Sunday, March 7, 2010

THE WINDMILL: An American Tradition

Windmills helped define the American West. Although in many parts of the country we tend to think of windmills as an old-fashioned method of drawing water from a well, they still are widely used today in rural United States and abroad.

On a recent trip to Eastern Oregon, I was fascinated with an old Aermotor windmill on an abandoned homestead north of Grass Valley. The dilapidated house and sagging barn spoke to me of a family with long-passed dreams and plans. The windmill, however, seemed to be in good shape–a few bullet holes, but it appeared to still be operable.

I could easily make out the manufacturer’s name on the wind vane, Aermotor, Chicago. What tales of history that old machine could spin!

Aermotor is known as the most popular water pumping windmill of the 20th century. Their windmills have been called the Cadillacs of windmills because of their outstanding design and quality workmanship. Even today, old reconditioned Model 702 mills, which have been in production since 1933, can command prices almost as high as those of factory fresh mills.

The phenomenon began in 1883 when Thomas O. Perry conducted over 5,000 scientific tests on 61 different experimental wind wheels. As the result of these tests, Perry figured out a way to design a wind wheel that was 87% more efficient than those currently on the market. The company he worked for was unimpressed.

Perry partnered with an astute businessman, LaVerne Noyes, and five years later, Noyes and Perry introduced Aermotor Windmill, much to the amusement of their competitors. But, within four years, Aermotor became the dominant supplier of windmills throughout the world. Not only did these windmills efficiently pump water out of the ground, the Aermotor design reduced maintenance costs. By 1904, Perry and Noyes transformed the Aermotor Windmill of Chicago into a major American industry.

A key to Aermotor’s efficiency is its wind wheel which consists of curved galvanized steel blades which are riveted to steel wheel clips which in turn are riveted to curved steel rims.

The pumping Aermotor is governed through the action of a slightly off-center wind wheel counterbalanced by a coiled governor spring. The wheel automatically turns away from increasing wind, because of its being off center, slowing its speed. As the wind decreases, tension on the spring causes the wheel to turn back into the wind.

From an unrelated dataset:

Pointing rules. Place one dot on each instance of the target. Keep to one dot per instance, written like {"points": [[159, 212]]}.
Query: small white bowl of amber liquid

Thus, the free energy of the wind is captured.

Below the turning wheel, a long rod moves up and down. This “sucker rod” is powered by the windmill’s motor, a unique set of mechanical gears that converts the rotary motion of the wheel into a reciprocating up-and-down motion that powers the water pump located deep underground.

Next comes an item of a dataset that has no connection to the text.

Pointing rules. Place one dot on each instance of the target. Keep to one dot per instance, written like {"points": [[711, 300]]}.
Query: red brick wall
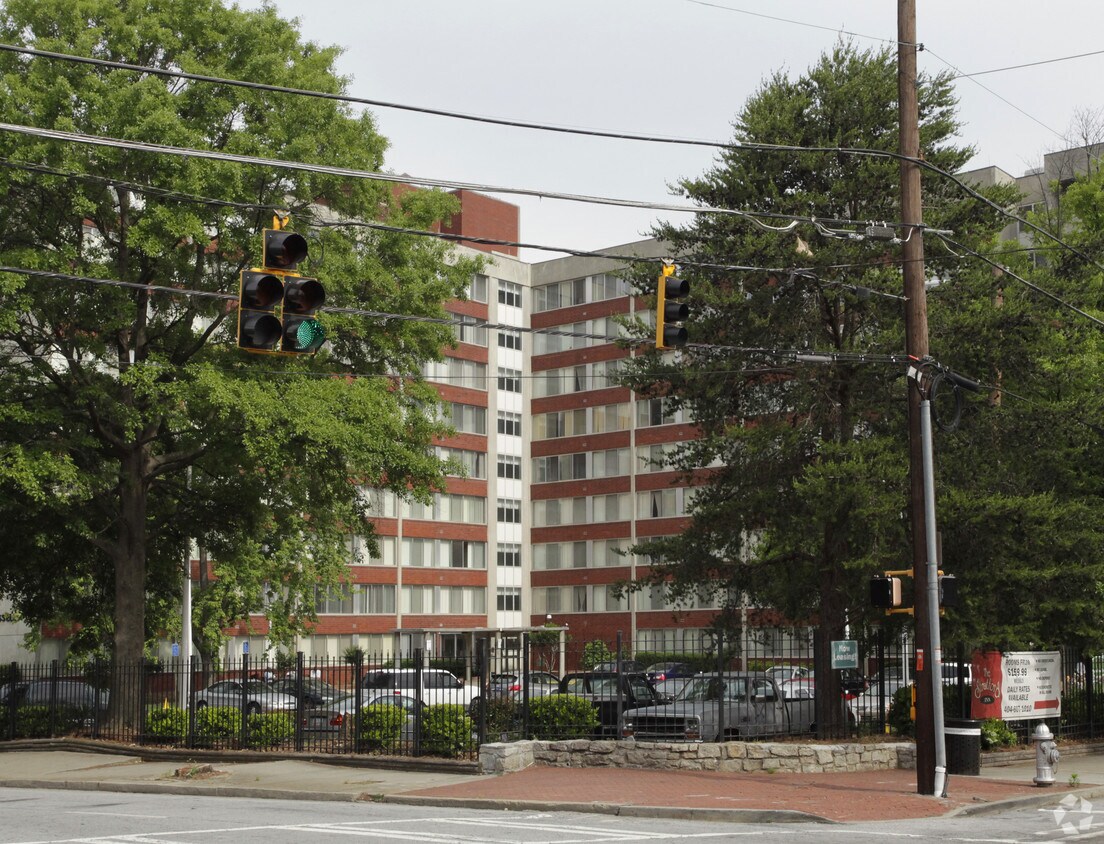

Over the years, the company changed ownership and locations, moving from Chicago, Illinois to Detroit, Michigan, to Broken Arrow, Oklahoma, to Argentina, back to the United States to Conway, Arkansas, returning to Illinois at Decatur and finally to its present home in San Angelo, Texas.

This remarkable windmill can be seen in many parts of North America today as well as
in many countries abroad. Many thousands of them are in service, efficiently lifting ground water for agriculture and livestock.

According to Bob Bracher, Aermotor’s President and CEO, their windmill company is the “oldest and largest water pumping windmill producer in the world.” Further, they stock replacement parts for all of their windmills dating back to 1933, and many parts for models dating back to 1915. That’s American business integrity and ingenuity at work.


Kathleen Ernst said...

I love to see windmills, even if they haven't been used for years. Interesting post!

Mary E. Trimble said...

Thank you for your comment, Kathleen. I've always been intrigued by them, too.

Eunice Boeve said...

Interesting. Here in Kansas old windmills an be seen in various stages of decay, but some I understand are still kept in repair and used. A few may still be wind powered, but many now have electric motors. Now, I'm curious, I'll have to do some asking of the farmers around here.

Heidiwriter said...

I love windmills! We had several on our ranch, one to provide water for the house for many years, and also for the cattle in the pastures. Before the REA brought electricity to our community, the country store used a windmill to generate electricity.

Alice Trego said...

What an interesting story on windmills, Mary.

Every time I see a windmill, like the one in your photo, it reminds me that they are certainly bastions of our history.

Thanks for sharing and for giving us a little history lesson, too!


Jean Henry Mead said...

I also love windmills although not the modern power tubines. The county allowed Rocky Mountain Power Co. to install eleven 200 ft. wind turbines in our subdivision, which has caused interruption in Internet service and lowered property values. Progress is definitely not always for the betterment of mankind.